Scontri a Roma: 27 arresti, più di 50 feriti


Scontri a Roma: 27 arresti, più di 50 feriti
14/12/2010, 20:12

ROMA - Dentro le votazioni, fuori la guerriglia. Manifestanti da una parte, forze di polizia in assetto antisommossa dall’altra, in una lunga giornata di tensione in cui la capitale viene messa a soqquadro dai quattro cortei che hanno sfilato per le strade per chiedere le dimissioni del Governo. Mentre le votazioni per la fiducia all’esecutivo andavano avanti, migliaia di persone si dirigevano verso i Palazzi del potere. Mezzi della polizia e della Guardia di Finanza dati alle fiamme, lancio di lacrimogeni, pestaggi. Una foto Ansa che fa immediatamente il giro del web ritrae un finanziere che estrae la pistola per difendersi dall’assalto di un gruppo di violenti: sarà l’icona di questo 14 dicembre che difficilmente verrà cancellato dalla storia repubblicana.
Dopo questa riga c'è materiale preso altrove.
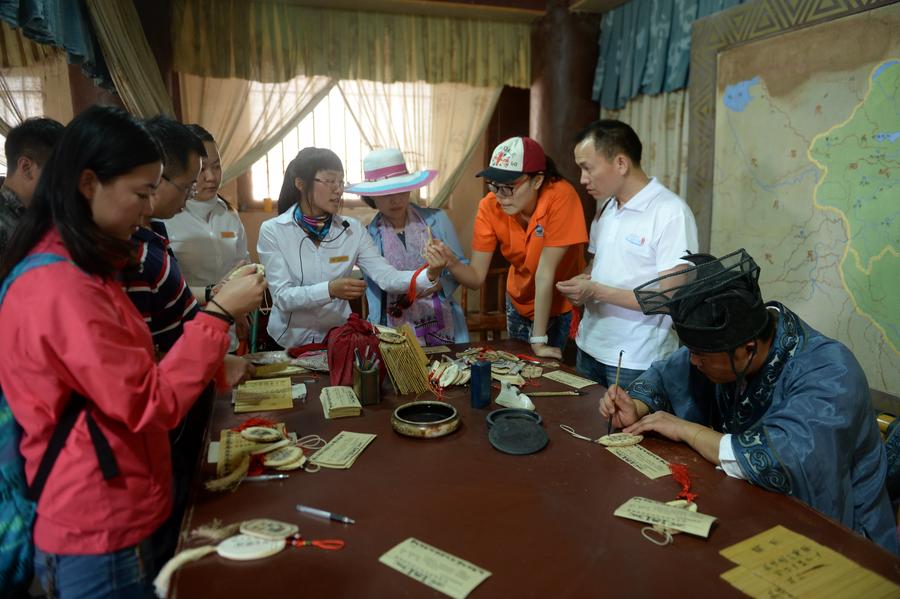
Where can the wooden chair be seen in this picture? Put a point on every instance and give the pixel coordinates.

Quarantuno le persone fermate in occasione dei ripetuti scontri, per venti di loro è stato già disposto l’arresto. Tra queste ci sono anche studenti, la vera anima della protesta contro il Governo. sono partiti da Pisa, Genova, Orvieto, Todi, Chieti, Pescara, Forlì, Trento, Bari, Teramo, Napoli ed Asti. C’erano anche studenti francesi, i terremotati abruzzesi, i comitati antidiscariche di Terzigno. Ma come spesso accade, mescolati ai pacifisti della protesta vi era anche lo zoccolo duro dei movimenti anarchici e dei centri sociali di mezza Italia. Le azioni di guerriglia si sono ripetute più volte. Prima col ferimento di due carabinieri, poi col tentativo di sfondare i cordoni che presidiavano le strade attigue a palazzo Grazioli, residenza romana del premier Silvio Berlusconi. La polizia ha iniziato a correre contro i manifestanti che stavano incendiando cassonetti in via Ferdinando di Savoia. Alcuni hanno reagito lanciando sampietrini e bastoni. Tre camionette della Finanza vengono assaltate dai black bloc in via del Corso, motivando l’intervento della polizia che risponde con un’energica carica. Alla fine della giornata i feriti tra i manifestanti saranno una quarantina, molti dei quali trasportati dal 118 in ospedale, mentre gli arrestati saranno 27. Anche il finanziere che ha estratto la pistola verrà ricoverato in un nosocomio cittadino per le ferite infertegli dai violenti: forse ancora non lo sa, ma il suo gesto è ormai diventato l’icona di una giornata di guerriglia e violenze nella capitale blindata.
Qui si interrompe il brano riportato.